Between Happiness

Hmm 
Tadi dapet cerita dari mama, kalo kakak kelasku sempet dirawat. Mbak-nya itu tipe yang pendiem, anak FK, nyambi tahfidz juga. Jadi pemantiknya itu ada kata orang lain yang mungkin menyakiti hatinya trus langsung meledak deh. Entah ya, mungkin karena udah mendam terlalu lama dan nggak tahan lagi. Sekarang udah pulang dari dirawat dan udah mendingan lah. Tapi mamaku bilang gini, "Lagi diusahain diruqyah sih". Lalu aku diem.

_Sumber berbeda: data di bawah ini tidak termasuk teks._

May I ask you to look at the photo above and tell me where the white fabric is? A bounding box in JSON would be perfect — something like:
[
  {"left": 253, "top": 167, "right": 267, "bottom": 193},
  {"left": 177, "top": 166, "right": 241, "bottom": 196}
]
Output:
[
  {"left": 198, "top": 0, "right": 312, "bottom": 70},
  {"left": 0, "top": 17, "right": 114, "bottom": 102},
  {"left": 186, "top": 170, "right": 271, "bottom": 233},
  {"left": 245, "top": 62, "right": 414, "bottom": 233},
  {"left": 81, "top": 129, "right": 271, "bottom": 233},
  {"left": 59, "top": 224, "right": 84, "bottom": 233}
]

Sementara itu aku akhir-akhir ini mulai berfikir dan menyadari. Intensitas kebahagiaanku di masa kuliah ini tu rendah banget. Bahagia yang bukan hahahihi karena suatu jokes ya. Bukan berarti juga kalo aku kebanyakan sedih juga. Tapi lebih kayak, plain. Ngerasa kalo kehidupanku ini hanya rutinitas dan ya aku harus melakukannya. Dan aku selalu pengen cepet pulang. Because, I got my energy from my family. Actually I don't really have 'bestfriend' like the others. Karena aku lebih banyak cerita ke mama dan adek. Kalo cerita pun beda topik gitu loh ke tiap orang. Aku selalu ngerasa, apa mereka mau ndengerin kalo bukan sesuai dengan topik mereka. And several topics, I just keep it for myself.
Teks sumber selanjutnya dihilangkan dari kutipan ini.